Right now, the visual cue is simply the laser dot. Ideally, we'd want to be able to use some kind of robust visual descriptor, like a collection of SIFT features. In order to do that, the image would need to be segmented into foreground/background, where foreground is the object to be described. One way to do this is to give segmentation hints in the audio stream. For example, if I say "This is the door to Russ's office", then it could run a door detector and fit a model of a door to the area pointed to. That may not be terribly scalable, so another option is to give more general hints that merely describe the shape and size of the object being described. These could range from coarse hints like, "this small thing is the fish tank" and "this big thing is the door to Russ's office", to very specific hints like, "This is the door to Russ's office. It is 6 feet tall and 3 feet wide." I'm not sure which is the best way to go.

Monday, May 8, 2006 - Segmenting Speech

One problem that I had overlooked early on was the problem of segmenting an audio stream into utterances. Speech recognizers operate on individual utterances, and don't handle any larger speech structures than that, so the first task in speech recognition is to segment your audio stream. According to Lee Hetherington, this is quite an active research area with no agreed upon solution. The naive way to approach the problem is by using what are called energy-based methods, which roughly equate noise with speech - if the energy of an audio signal is above a certain threshold, then the user is saying something. These approaches, while simple, are susceptible to poor calibration (where do you set the threshold?), dynamic environments (moving from a quiet office room to a noisy cafeteria), and spurious noise (tapping the microphone or aspirated consonants).

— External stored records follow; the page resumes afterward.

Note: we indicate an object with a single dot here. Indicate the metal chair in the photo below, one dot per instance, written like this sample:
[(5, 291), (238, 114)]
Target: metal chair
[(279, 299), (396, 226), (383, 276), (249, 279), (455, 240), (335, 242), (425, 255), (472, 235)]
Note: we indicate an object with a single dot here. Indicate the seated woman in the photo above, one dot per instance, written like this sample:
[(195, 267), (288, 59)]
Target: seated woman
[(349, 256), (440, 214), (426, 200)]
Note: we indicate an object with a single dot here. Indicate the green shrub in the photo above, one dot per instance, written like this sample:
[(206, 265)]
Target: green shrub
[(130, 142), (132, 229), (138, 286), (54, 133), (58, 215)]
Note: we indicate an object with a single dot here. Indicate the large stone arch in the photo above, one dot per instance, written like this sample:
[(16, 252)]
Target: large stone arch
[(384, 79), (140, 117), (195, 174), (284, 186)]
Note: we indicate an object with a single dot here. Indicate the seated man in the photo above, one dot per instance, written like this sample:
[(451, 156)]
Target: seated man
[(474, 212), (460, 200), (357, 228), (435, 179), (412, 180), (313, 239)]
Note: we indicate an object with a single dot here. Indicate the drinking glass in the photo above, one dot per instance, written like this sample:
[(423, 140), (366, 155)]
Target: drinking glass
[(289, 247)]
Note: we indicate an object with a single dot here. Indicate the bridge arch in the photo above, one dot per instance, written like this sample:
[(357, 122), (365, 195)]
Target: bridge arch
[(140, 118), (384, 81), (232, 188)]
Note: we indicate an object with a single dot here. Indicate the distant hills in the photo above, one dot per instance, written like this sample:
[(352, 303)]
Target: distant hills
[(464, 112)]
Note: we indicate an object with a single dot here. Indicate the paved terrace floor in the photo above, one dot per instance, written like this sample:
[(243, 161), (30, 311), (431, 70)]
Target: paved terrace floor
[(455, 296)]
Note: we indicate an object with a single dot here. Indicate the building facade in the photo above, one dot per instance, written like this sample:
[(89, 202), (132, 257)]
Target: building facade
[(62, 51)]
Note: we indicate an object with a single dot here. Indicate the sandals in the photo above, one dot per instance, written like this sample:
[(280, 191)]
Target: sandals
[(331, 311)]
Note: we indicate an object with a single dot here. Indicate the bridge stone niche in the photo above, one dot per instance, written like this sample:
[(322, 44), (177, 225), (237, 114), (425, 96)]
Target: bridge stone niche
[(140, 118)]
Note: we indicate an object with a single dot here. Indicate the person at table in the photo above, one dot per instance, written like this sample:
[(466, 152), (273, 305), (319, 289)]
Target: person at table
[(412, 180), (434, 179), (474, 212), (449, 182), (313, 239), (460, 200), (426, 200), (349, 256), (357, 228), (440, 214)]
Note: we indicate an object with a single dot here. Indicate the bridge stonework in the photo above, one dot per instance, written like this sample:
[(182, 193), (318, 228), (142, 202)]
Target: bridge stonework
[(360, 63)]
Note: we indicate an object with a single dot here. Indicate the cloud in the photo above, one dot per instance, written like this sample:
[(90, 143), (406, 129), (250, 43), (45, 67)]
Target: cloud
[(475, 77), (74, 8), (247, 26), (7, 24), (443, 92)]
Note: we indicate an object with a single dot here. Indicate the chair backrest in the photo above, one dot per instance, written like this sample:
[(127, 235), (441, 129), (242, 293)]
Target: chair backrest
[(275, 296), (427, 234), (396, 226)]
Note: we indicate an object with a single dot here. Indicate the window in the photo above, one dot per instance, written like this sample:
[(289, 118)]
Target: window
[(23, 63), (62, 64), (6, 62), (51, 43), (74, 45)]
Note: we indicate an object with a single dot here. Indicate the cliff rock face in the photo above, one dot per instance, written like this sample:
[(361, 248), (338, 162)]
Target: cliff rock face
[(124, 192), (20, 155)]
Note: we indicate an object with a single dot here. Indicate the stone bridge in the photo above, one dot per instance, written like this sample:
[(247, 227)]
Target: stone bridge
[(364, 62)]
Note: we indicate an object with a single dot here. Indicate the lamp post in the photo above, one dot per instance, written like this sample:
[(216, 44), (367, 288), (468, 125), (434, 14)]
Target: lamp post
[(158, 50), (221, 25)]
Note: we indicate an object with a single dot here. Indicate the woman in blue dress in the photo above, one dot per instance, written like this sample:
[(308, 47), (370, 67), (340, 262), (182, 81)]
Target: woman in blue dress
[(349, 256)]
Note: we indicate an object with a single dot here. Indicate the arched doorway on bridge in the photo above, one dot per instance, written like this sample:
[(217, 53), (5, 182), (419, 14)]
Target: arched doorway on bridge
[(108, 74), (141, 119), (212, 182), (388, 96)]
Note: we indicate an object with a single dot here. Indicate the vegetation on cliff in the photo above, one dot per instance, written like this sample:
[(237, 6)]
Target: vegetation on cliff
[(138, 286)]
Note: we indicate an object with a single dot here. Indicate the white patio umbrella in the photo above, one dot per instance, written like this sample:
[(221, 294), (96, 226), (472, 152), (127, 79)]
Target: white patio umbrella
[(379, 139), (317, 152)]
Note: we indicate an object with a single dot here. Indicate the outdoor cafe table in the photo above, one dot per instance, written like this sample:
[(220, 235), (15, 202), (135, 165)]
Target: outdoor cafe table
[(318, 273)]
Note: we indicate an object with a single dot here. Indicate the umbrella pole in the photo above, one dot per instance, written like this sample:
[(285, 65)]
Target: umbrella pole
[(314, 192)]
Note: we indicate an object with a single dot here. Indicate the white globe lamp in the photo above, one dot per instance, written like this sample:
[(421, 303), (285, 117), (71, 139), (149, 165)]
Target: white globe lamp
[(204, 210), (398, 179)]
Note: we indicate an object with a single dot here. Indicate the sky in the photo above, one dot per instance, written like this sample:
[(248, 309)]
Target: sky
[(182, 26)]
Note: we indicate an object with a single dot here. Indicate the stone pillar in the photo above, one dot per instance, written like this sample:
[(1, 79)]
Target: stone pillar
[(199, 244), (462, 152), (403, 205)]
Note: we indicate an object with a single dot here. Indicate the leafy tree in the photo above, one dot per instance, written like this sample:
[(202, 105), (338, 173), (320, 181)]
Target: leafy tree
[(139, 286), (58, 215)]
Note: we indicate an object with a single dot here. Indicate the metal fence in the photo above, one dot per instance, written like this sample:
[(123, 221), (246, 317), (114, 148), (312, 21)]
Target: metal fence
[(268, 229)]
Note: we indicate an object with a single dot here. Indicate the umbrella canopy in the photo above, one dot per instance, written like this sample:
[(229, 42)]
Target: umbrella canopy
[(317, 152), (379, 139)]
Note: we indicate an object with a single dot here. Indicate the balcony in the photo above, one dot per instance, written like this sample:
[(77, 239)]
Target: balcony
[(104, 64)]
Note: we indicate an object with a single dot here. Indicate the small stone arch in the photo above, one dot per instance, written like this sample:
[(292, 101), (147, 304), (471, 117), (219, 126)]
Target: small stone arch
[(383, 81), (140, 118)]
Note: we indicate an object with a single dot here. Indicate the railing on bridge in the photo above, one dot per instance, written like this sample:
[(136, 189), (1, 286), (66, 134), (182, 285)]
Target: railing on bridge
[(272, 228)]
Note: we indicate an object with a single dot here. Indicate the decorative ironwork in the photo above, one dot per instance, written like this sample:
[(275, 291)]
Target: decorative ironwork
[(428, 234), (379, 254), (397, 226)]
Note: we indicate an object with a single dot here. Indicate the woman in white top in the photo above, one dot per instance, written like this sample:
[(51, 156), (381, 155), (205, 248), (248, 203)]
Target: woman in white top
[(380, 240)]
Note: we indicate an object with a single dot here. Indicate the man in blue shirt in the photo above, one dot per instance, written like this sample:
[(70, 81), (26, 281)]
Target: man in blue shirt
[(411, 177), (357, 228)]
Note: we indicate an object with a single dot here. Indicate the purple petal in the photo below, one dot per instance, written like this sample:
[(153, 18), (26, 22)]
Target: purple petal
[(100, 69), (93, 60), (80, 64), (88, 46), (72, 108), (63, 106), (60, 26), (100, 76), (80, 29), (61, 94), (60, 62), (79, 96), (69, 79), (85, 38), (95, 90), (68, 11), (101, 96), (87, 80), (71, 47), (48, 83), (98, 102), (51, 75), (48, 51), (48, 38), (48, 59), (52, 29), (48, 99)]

In the end, I decided that segmenting an audio stream is not a problem that I want to approach or even to outsource, so I modified my cell phone to serve as a manual speech segmenter. The cell phone already controls when the overall recording starts and stops, so it was a fairly simple matter to add a couple more controls to mark the beginning and end of an utterance. This puts a bit more onus on the user to correctly segment audio streams, but it's not too hard to tell someone, "push this button before you start speaking, and again once you stop".

Monday, May 8, 2006 - Derivation of optical flow equations for a spherical camera

Derivation of optical flow equations for a spherical camera

Sunday, May 7, 2006 - Finding a Laser Dot

Finding a Laser Dot

Wednesday, Apr 19, 2006

The error metric I was using to evaluate the estimate of camera translation T and rotation Ω is lousy, now that I think about it some more. The problem is that it only works if there's an implicit assumption about the depth of imaged feature points. Specifically, it's perfect if all imaged points have a 5-meter radius from the camera, and performance deteriorates the greater the deviation from that depth. That's no good in general.

Thursday, Apr 13, 2006

Spoke to Jim Glass, who says they have some new speech recognition software that should simplify the process of doing basic speech recognition. It's based on an XML-RPC approach, where you package both the grammar and the audio data into an XML-RPC request, and the return result is an n-best list. Lee Hetherington sent me some sample code to get started, which I'll be taking a look at soon.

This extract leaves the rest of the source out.